It appears that OpenAI is referring to the provisions in its Terms of Service that prohibit anyone from “Us[ing] our Services in a way that infringes, misappropriates or violates anyone’s rights” or to “extract data.” OpenAI has labeled these “adversarial attacks.”
Copyright owners don’t buy this tortured explanation. As OpenAI has admitted in a submission to the Patent and Trademark Office, “An author’s expression may be implicated . . . because of a similarity between her works and an output of an AI system.” (link, n. 71, emphasis added).
Rights holders claim that their ability to extract memorized content from these systems puts the lie to, for example, OpenAI’s assertion that “an AI system can eventually generate media that shares some commonalities with works in the corpus (in the same way that English sentences share some commonalities with each other by sharing a common grammar and vocabulary) but cannot be found in it.” (link, p. 10).
Moreover, OpenAI’s “hacking” defense would seem to inadvertently support the Times’ position. After all, you cannot hack something that isn’t there. The very fact that this content can be extracted, regardless of the method, suggests it exists in the form of an unauthorized reproduction within the model.
OpenAI: “We Are Protected by the Betamax Case”
How will OpenAI and Microsoft respond to these allegations under copyright law?
To date, OpenAI and Microsoft have yet to file formal answers to the Times’ complaint.

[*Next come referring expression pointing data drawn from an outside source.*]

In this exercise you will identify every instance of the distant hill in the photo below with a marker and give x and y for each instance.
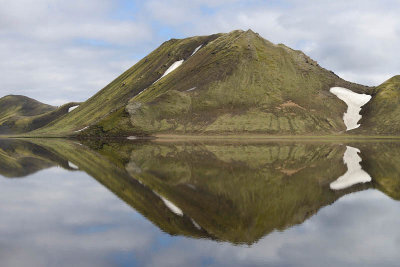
(21, 114)
(381, 116)
(233, 83)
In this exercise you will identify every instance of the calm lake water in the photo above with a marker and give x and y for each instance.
(65, 203)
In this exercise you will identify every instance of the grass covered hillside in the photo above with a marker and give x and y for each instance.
(382, 114)
(230, 83)
(116, 95)
(21, 114)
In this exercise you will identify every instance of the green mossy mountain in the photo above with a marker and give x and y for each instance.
(381, 115)
(21, 114)
(236, 83)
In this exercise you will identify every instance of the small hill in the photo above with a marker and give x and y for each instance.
(21, 114)
(381, 115)
(231, 83)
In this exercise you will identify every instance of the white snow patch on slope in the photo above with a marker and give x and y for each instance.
(355, 174)
(354, 103)
(197, 49)
(72, 108)
(173, 67)
(82, 129)
(73, 166)
(195, 224)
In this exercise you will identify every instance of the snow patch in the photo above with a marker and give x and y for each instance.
(173, 67)
(195, 224)
(355, 174)
(72, 108)
(171, 206)
(354, 103)
(197, 49)
(72, 166)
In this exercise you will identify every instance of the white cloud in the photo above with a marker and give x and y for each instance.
(58, 51)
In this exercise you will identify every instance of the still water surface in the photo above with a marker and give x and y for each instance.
(199, 204)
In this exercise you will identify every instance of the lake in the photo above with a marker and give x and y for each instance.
(147, 203)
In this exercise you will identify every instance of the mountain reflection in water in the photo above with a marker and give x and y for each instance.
(223, 191)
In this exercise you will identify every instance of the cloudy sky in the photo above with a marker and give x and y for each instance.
(59, 51)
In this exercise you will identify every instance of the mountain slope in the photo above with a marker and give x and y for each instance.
(381, 115)
(117, 94)
(21, 114)
(230, 83)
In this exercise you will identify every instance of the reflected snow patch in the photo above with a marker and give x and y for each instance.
(172, 206)
(197, 49)
(355, 174)
(354, 103)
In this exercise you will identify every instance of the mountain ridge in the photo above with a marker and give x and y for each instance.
(223, 84)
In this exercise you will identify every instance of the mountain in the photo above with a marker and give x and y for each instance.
(233, 83)
(381, 115)
(21, 114)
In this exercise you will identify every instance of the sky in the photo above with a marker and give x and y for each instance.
(59, 51)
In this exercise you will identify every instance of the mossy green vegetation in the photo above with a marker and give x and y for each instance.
(20, 114)
(381, 116)
(236, 83)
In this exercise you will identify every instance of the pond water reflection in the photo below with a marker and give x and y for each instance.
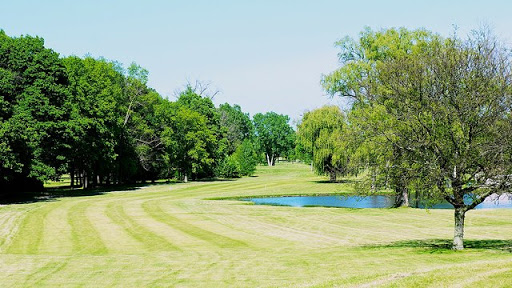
(374, 201)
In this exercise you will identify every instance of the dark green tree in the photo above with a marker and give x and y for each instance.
(321, 133)
(97, 121)
(445, 104)
(274, 135)
(33, 114)
(237, 124)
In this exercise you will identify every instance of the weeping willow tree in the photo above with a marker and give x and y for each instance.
(321, 133)
(445, 106)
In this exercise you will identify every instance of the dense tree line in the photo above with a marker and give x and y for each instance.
(101, 124)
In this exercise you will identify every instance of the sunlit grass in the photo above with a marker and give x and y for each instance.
(176, 235)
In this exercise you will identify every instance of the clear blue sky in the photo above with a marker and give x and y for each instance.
(262, 55)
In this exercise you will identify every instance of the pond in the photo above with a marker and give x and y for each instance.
(374, 201)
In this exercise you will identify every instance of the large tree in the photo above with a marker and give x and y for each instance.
(321, 133)
(274, 135)
(237, 125)
(356, 79)
(448, 102)
(33, 113)
(201, 139)
(97, 120)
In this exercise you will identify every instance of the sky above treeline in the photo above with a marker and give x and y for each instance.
(263, 55)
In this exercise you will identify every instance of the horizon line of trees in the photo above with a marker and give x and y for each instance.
(100, 123)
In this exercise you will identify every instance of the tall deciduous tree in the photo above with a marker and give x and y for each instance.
(237, 124)
(33, 113)
(274, 135)
(448, 104)
(356, 79)
(321, 132)
(201, 139)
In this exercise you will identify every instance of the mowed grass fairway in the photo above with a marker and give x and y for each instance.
(172, 235)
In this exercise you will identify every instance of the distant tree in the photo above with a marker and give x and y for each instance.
(355, 79)
(275, 136)
(246, 157)
(33, 114)
(447, 106)
(321, 133)
(237, 124)
(201, 137)
(97, 120)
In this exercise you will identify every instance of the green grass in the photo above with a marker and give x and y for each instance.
(170, 235)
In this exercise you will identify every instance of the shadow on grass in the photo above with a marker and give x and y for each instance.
(50, 194)
(340, 181)
(440, 245)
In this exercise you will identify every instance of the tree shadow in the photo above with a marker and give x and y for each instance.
(51, 194)
(340, 181)
(439, 245)
(216, 180)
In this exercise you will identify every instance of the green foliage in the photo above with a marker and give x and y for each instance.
(33, 113)
(321, 134)
(246, 157)
(200, 142)
(274, 135)
(237, 124)
(229, 168)
(437, 111)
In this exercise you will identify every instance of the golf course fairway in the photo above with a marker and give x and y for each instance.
(180, 235)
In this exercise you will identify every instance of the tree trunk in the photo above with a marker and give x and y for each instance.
(458, 239)
(332, 176)
(270, 160)
(72, 174)
(402, 196)
(85, 181)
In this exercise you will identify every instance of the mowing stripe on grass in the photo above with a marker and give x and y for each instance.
(28, 238)
(86, 240)
(155, 211)
(140, 233)
(38, 277)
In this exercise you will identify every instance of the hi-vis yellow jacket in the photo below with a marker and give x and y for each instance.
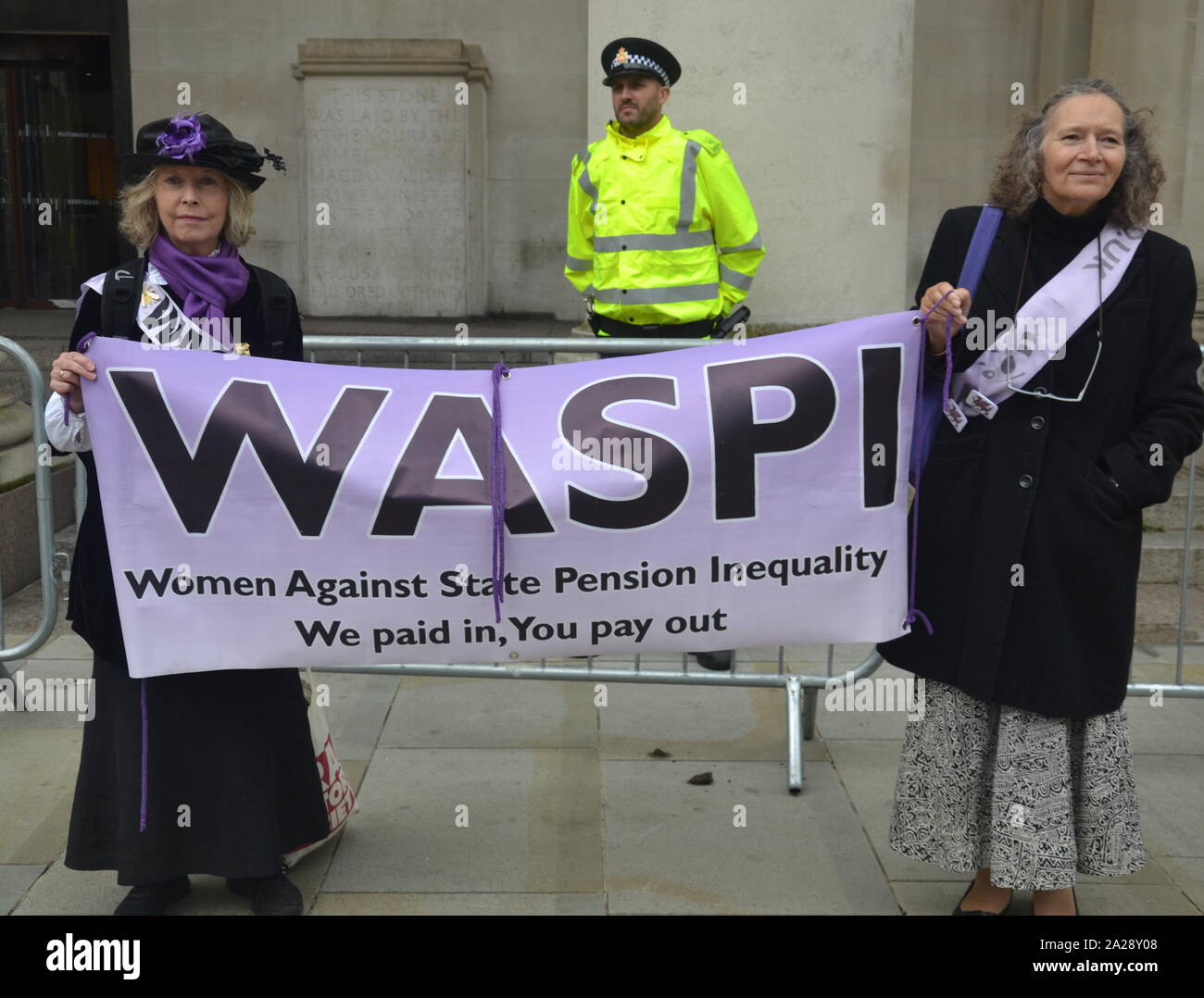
(660, 228)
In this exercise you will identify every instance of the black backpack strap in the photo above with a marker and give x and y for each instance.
(275, 293)
(119, 301)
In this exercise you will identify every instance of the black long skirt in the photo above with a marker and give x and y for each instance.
(227, 782)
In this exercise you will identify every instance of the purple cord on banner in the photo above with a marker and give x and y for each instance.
(82, 347)
(914, 613)
(497, 492)
(143, 810)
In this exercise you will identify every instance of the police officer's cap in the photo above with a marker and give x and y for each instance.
(639, 56)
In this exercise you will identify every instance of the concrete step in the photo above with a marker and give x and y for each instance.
(1157, 613)
(1162, 556)
(1172, 514)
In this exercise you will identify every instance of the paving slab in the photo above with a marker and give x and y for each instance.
(56, 682)
(15, 880)
(357, 710)
(492, 713)
(1187, 874)
(889, 688)
(1169, 794)
(673, 848)
(870, 768)
(1175, 728)
(533, 824)
(458, 904)
(39, 770)
(65, 645)
(697, 722)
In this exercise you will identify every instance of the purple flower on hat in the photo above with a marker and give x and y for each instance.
(182, 137)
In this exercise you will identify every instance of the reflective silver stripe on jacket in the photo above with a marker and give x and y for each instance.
(689, 184)
(658, 295)
(586, 184)
(653, 241)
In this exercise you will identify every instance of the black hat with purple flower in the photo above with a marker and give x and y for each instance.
(194, 140)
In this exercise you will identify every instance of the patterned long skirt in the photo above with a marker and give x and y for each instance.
(1036, 800)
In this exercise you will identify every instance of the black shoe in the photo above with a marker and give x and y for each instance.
(959, 910)
(1074, 897)
(717, 661)
(269, 894)
(153, 898)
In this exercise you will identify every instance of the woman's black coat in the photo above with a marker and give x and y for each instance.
(92, 601)
(1028, 554)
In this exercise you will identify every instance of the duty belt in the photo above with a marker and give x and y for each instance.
(698, 330)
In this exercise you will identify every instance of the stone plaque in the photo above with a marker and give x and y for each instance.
(390, 197)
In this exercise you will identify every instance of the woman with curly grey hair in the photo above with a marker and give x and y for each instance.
(207, 772)
(1072, 404)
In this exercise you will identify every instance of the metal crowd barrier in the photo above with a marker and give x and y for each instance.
(44, 500)
(801, 689)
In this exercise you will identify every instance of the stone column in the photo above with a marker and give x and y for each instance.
(395, 161)
(1154, 52)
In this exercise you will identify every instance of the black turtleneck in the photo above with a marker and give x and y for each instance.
(1056, 240)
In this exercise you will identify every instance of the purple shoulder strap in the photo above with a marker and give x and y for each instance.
(930, 395)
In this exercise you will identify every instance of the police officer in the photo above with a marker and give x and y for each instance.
(662, 240)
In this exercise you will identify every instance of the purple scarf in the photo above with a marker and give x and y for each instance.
(208, 284)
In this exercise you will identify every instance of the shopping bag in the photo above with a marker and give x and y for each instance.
(336, 789)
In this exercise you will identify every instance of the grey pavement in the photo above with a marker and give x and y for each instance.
(490, 796)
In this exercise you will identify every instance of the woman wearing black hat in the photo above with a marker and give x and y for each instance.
(208, 772)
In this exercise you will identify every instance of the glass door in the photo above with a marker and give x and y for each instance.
(56, 173)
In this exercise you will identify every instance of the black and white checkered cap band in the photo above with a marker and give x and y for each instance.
(639, 63)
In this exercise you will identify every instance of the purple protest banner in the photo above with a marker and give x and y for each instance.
(263, 513)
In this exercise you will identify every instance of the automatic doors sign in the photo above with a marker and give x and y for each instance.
(263, 513)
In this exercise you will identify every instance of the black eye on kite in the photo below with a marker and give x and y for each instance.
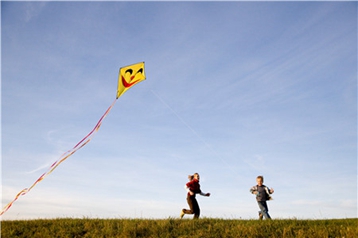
(129, 71)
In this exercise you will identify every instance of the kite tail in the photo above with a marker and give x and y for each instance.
(63, 157)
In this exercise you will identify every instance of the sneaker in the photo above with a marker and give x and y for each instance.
(182, 213)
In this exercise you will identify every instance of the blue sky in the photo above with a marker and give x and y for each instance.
(233, 90)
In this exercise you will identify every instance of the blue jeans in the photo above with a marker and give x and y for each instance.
(264, 209)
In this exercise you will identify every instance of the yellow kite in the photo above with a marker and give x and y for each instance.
(128, 76)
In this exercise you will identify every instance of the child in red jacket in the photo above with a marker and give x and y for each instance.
(193, 187)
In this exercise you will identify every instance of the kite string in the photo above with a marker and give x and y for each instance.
(62, 158)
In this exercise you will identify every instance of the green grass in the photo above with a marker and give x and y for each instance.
(204, 227)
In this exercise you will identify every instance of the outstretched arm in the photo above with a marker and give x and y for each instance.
(205, 194)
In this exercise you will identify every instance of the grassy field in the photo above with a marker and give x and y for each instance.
(204, 227)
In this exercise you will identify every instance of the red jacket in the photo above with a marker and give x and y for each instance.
(194, 187)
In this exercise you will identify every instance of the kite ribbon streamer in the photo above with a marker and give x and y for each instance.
(63, 157)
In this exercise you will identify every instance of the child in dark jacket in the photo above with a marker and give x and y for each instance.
(193, 187)
(262, 195)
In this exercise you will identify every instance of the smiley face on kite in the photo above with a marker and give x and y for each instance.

However, they have given us a hint of their defense strategy in their motions to dismiss, and it is based in part on the Supreme Court’s 1984 decision in Sony v. Universal City Studios, a case often referred to as “the Betamax case.”
In the Betamax case a group of entertainment companies sued Sony for copyright infringement, arguing that consumers used Sony VCRs to infringe by recording programs broadcast on television. The Supreme Court held that Sony could not be held contributorily liable for infringements committed by VCR owners. “[T]he sale of copying equipment . . . does not constitute contributory infringement if the product is . . . capable of substantial noninfringing uses.”
The take-away from this case is that under copyright law if a product can be put to either a legal or illegal purpose by end-users (a “dual-use”), it is not infringing so long the opportunity for noninfringing use is substantial.
OpenAI and Microsoft assert that the Betamax case applies because, like the VCR, ChatGPT is a “dual-use technology.” While end users may be able to use “adversarial prompts” to “coax” a model to produce a verbatim copy of training data, the system itself is a neutral, general-purpose tool. In most instances it will be put to a non-infringing use. Citing the Betamax case Microsoft argues that “copyright law is no more an obstacle to the LLM than it was to the VCR (or the player piano, copy machine, personal computer, internet, or search engine)”—all dual-use technologies.
No doubt, in support of this argument OpenAI will place strong emphasis on ChatGPT’s many important non-infringing uses. The model can create original content, analyze public domain texts, process user-provided content, educate, generate software code, and more.
However, OpenAI’s reliance on the Betamax dual-use doctrine faces a challenge central to the doctrine itself. The Betamax case was based on secondary liability—whether Sony could be held responsible for consumers using VCRs to record television programs. The alleged infringements occurred through consumer action, not through any action taken by the device’s manufacturer.
But with generative LLMs such as ChatGPT the initial copying happens during training when the model memorizes copyrighted works. This is direct infringement by the AI company itself, not secondary infringement based on user prompts. When an AI company creates a model that memorizes and can reproduce copyrighted works, the company itself is doing the copying—making this fundamentally different from Betamax.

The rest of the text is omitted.